In its latest forecasts, real-estate services firm CBRE said prime net effective rents for office stock would rise from an estimated $705 per square meter in December 2016 to $870 per square meter in December 2019.
Over the same period, prime net effective rents in Melbourne are expected to increase from $360 to $445 per square meter.
Across both cities, the upward rental cycle is being driven by a dearth of new supply.
In Sydney, even as tenants snap up a new 37,0000 in stock, more stock is expected to be withdrawn in 2017 (mostly for residential conversion) than is to be added, whilst net absorption is expected to further exceed net additions in 2018.
Indeed, significant volumes of new stock are not expected to hit the market until 2020.
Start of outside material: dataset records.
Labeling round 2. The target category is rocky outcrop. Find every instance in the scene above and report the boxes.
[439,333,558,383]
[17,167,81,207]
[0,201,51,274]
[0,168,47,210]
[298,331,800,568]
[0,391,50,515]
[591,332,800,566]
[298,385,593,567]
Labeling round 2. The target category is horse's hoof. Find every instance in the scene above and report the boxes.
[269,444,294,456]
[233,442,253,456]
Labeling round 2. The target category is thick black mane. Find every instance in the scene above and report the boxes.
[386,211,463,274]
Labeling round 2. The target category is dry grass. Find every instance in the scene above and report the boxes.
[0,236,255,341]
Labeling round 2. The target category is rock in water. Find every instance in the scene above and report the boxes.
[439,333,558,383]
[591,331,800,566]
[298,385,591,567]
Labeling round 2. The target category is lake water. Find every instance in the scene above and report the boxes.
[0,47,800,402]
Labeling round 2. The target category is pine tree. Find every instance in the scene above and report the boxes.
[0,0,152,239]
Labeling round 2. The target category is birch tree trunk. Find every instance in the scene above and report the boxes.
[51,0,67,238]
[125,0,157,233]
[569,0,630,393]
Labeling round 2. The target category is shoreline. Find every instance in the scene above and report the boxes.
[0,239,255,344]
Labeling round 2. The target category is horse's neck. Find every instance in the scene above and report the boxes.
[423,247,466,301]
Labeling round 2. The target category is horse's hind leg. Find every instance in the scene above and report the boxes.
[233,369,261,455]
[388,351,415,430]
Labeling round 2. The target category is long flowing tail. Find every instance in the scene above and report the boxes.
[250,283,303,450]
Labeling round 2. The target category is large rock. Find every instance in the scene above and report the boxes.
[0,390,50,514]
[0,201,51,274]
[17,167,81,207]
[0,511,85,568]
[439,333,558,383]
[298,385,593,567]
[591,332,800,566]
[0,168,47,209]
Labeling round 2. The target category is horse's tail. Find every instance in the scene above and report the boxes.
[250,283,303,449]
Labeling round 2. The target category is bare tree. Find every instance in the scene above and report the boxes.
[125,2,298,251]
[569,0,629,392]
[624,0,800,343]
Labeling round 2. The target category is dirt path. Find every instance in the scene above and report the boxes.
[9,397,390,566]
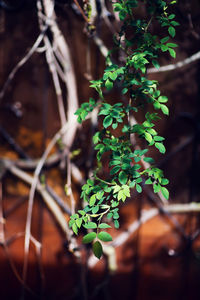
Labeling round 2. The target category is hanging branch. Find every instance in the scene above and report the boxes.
[147,51,200,74]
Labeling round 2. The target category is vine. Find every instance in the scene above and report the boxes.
[69,0,179,258]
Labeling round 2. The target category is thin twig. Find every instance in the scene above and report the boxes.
[0,25,48,100]
[147,51,200,74]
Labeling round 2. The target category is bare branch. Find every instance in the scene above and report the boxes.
[147,51,200,74]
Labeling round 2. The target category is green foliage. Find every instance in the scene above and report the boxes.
[69,0,179,258]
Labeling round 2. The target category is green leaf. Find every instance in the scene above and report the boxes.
[109,72,117,80]
[118,171,127,184]
[83,222,97,229]
[92,241,103,259]
[98,223,111,229]
[122,88,128,95]
[97,231,112,242]
[76,218,83,228]
[161,178,169,185]
[103,116,113,128]
[144,132,152,143]
[83,232,97,244]
[161,186,169,200]
[107,212,113,219]
[160,36,169,44]
[122,185,131,197]
[136,184,142,193]
[160,104,169,115]
[153,183,161,193]
[152,59,160,69]
[155,143,166,153]
[110,166,121,175]
[145,178,153,184]
[168,14,175,20]
[89,194,96,206]
[158,96,168,103]
[78,209,85,216]
[168,26,176,37]
[72,223,78,235]
[167,43,178,48]
[112,123,118,129]
[143,157,155,164]
[153,135,165,142]
[168,48,176,58]
[92,205,99,214]
[113,185,121,194]
[105,79,113,91]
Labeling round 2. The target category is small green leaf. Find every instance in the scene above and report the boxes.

This is the case even as limited new supply and strong demand pushed rents up 25.5 percent in 2016.
Likewise in Melbourne, net additions of just 8,000 square meters in 2017 – lower than each of the past two years by a factor of eight – will be nowhere near sufficient to offset the robust net uptake of 58,000 square meters in that year.
In its report, CBRE said tenants in Sydney would be unlikely to relocate in response to the strong rents as rents were in fact largely returning back to historic averages after contracting between 2013 and 2015 and that rental cost was only one factor in a tenant’s location strategy.
In Melbourne, CBRE said demand would be driven by strong white collar employment growth whilst supply additions would be negligible.
Supply in Melbourne will pick up in 2018 with completions at 664 Collins Street and One Melbourne Quarter and a further 150,000 square meters set for completion over 2019-20.
With most of this being concentrated in the Docklands and Western Core precincts, however, Eastern CBD precinct markets are likely to remain tight.
Vacancies rates will drop from 4.7 percent to 3.6 percent and from 8.0 percent to 6.1 percent over the three years to December 2019 in Sydney and Melbourne respectively.
In other markets, CBRE says vacancies will edge downward from post-mining peak rates in Perth and Brisbane and that rents will edge upward in those markets.
Vacancies and rents are likely to be little changed in Adelaide, it said.